Monday, December 13, 2010

Honoring my Father

What must my father had felt when he got himself to Penang from Sri Lanka some eighty years ago? He was a body builder and a prize fighter other than a well sought after Goldsmith having worked for De Silva Jewelries. He claimed to have designed and mounted a three hundred pieces of diamonds on a pendant for the 'first queen" or Permausuri Agong of Malaysia and had shown me the black and white picture which he showed me with pride a long time ago. He also claimed that he had been comissioned to do a one foot tall solid gold sculpture of the Hindu God 'Lord Murugan" which till this day is transported from the Temple in the 'Little India' district of Georgetown to the Botanical Gardens temple for the Thaipusam or Kavadi Celebration. I distinctly remeber him telling me with pride that the idol is no more as shiny as when he worked on it if I looked at it today, it will be black in color from som much cows' milk being poured over it over the years by the devotees. I mad saveral journies myself to view this statue over the years and everytime i look at it my father's image came to my mind and I only felt sadness as I reflected his life in the country he chose to live and die.
. My father was a great artist by his own right, a Goldsmith who was one of the last of his kind whose methods was from the old ways where very litlle if not no machines nor technology were involved in the creating of his works. I had the opportunity to watch him for years absorbed in his own world of creating pieces of handcrafted jewelries for the Royal Family in Kuala Terengganu. From a piece of gold bar the size of a two to three inch long pencil he would forge it into tiny links of a chain for a necklace and the remaining into a a pendant to go with. Each link painstakingly done using the arhaic tools including the foot operated bellows for the torch burner. Sometimes i could feel the the tears of frustration in his eyes when he over burn or melt the gold more than he needed to and had to start all over again.


My father was one of the most patient man that I have come to know now that i am approaching his elderly life and having succumed to alcoholism was his escape and downfall. It had torn him from the respect he could have well deserved from his children if not his wife. In all the years I had lived with him after being readopted into my immediate family at the age of twelve, I had come to know my father and felt the inner duffering of one who had given up hope and country to survive in another man's land. Despite his shortcomings, my father was well respected and loved by those who knew him for his reseved and gentle nature. In a way they had honotred his creative ability as a 'Master Golsmith" and overlooked his weakness.

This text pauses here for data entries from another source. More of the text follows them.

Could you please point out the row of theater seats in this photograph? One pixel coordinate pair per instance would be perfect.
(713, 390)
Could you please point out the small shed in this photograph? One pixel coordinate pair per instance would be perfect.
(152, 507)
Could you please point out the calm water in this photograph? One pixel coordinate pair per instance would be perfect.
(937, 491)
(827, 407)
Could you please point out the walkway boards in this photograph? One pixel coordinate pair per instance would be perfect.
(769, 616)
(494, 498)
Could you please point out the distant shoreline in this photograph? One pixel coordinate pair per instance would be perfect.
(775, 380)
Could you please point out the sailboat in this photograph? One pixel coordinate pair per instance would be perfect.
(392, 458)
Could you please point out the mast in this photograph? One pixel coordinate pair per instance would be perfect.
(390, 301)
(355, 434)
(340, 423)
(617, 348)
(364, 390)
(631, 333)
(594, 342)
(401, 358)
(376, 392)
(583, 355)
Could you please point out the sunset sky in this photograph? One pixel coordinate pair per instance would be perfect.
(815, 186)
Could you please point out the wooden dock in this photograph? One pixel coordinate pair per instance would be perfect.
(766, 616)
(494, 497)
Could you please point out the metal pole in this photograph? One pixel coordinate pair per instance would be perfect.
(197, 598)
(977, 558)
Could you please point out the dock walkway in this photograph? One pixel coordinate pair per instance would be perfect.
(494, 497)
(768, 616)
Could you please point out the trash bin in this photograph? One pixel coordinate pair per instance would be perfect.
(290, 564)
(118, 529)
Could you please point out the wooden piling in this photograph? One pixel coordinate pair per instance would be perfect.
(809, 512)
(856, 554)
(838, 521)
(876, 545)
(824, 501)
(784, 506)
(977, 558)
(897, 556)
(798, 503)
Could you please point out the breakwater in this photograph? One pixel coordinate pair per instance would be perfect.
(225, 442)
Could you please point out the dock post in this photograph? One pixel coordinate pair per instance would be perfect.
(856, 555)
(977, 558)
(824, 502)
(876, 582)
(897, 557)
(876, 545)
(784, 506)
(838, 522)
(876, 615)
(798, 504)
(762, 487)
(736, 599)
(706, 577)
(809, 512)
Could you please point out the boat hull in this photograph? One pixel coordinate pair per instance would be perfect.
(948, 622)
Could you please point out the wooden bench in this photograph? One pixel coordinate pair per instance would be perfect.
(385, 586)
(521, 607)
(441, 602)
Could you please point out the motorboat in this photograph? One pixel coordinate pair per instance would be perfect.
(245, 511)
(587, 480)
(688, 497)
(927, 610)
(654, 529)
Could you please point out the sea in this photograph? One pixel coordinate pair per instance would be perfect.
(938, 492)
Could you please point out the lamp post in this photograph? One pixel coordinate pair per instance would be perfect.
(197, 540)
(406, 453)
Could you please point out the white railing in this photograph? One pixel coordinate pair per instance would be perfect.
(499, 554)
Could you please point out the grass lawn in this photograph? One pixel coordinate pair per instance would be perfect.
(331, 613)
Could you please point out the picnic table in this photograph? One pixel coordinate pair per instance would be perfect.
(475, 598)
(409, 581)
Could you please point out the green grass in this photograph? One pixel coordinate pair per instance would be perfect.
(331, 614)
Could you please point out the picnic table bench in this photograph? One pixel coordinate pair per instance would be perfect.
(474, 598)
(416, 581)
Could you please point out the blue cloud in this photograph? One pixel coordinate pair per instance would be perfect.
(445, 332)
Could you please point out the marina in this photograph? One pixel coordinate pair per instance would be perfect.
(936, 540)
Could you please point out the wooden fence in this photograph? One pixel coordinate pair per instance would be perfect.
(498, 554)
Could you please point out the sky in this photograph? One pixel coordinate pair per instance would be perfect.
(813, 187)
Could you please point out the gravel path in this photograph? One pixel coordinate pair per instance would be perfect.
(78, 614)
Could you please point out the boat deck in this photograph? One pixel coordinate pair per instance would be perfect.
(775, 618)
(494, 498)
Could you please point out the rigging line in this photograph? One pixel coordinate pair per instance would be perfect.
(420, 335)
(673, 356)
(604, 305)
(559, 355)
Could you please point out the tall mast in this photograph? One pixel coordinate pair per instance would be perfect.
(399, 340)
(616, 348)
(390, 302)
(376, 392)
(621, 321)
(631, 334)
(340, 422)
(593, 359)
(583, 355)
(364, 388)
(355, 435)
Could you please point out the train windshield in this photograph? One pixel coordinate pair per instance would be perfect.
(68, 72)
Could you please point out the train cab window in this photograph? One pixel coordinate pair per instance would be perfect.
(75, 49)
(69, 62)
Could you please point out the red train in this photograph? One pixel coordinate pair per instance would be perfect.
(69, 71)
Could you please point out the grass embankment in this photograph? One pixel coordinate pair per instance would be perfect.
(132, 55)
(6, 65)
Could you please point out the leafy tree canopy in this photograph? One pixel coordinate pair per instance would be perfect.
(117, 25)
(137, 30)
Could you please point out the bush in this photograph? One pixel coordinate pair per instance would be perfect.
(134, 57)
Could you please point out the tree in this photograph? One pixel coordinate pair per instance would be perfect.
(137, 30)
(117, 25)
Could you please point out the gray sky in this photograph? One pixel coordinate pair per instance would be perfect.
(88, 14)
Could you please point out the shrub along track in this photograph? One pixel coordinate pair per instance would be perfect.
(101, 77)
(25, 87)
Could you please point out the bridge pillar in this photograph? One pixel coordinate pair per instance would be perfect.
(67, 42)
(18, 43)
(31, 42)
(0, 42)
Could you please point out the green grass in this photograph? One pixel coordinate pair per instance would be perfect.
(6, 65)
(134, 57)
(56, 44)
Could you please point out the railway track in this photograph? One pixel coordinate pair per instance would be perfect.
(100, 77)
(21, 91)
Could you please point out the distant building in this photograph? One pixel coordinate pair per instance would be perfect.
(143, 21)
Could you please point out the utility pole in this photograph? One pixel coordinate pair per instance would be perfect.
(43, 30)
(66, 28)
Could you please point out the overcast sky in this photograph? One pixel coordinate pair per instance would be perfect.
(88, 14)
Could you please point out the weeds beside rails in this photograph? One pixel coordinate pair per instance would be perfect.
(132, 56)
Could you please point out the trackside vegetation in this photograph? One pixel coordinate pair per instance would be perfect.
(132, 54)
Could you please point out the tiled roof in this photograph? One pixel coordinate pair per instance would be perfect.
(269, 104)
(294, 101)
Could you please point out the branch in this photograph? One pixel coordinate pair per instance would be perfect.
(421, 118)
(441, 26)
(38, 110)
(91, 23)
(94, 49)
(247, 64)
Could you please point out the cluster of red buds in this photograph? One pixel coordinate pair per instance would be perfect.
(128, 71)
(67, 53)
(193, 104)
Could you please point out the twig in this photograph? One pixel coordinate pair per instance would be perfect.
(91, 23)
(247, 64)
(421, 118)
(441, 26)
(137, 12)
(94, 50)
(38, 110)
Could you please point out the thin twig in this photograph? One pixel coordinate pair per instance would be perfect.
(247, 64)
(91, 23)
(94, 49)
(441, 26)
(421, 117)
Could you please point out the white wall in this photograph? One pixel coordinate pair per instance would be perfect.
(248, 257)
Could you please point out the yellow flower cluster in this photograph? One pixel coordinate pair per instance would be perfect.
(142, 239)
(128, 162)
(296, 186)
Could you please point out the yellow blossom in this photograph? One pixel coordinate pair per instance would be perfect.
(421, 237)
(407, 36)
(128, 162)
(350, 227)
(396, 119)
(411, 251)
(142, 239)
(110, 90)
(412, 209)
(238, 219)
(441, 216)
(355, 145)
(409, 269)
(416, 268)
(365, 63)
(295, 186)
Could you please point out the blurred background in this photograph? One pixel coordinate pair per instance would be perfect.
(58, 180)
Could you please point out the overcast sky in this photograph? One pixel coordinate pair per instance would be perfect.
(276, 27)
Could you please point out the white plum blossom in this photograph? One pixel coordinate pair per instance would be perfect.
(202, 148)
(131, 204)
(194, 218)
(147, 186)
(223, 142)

I write this this early in the morning in Dubai because I felt my father's prescence when I woke up and found the black and whit picture of me placed in a folder by my oldest son. I also realized how much I wish to make a trip to Sri Lanka to feel the roots of my father's and my grandfather's heritage. I have been told that there is no cjance of tracing back my bloodline on my fathe's side but it would be just as rewarding for me to understand where he came from for my own self discovery of who I am.
In his letter written to me to inform me of my father's death, my eldest brother wrote "with the passing away of our father a capter in the history of this family has come to an end..." I was angered by this comment from him at the time but i understood his implication too...how e needed to erase the Singhalese-ness in us and embrace the Malay-ness!! But life and its ironies...when my two children got their 'Newly issued Malaysian Birth Certificates' thye were both included as Singhaleses!! I did not paid attention to this untill my daughter asked me out of the blue, "Hey dad, whats a Singhalese?" The spelling in the birthcertificate itself was wrong but I knew waat it meant. SUCH IS!!!
Henceforth I am proud to be a Singhalese even if the rest of my family claim themselves as Malays.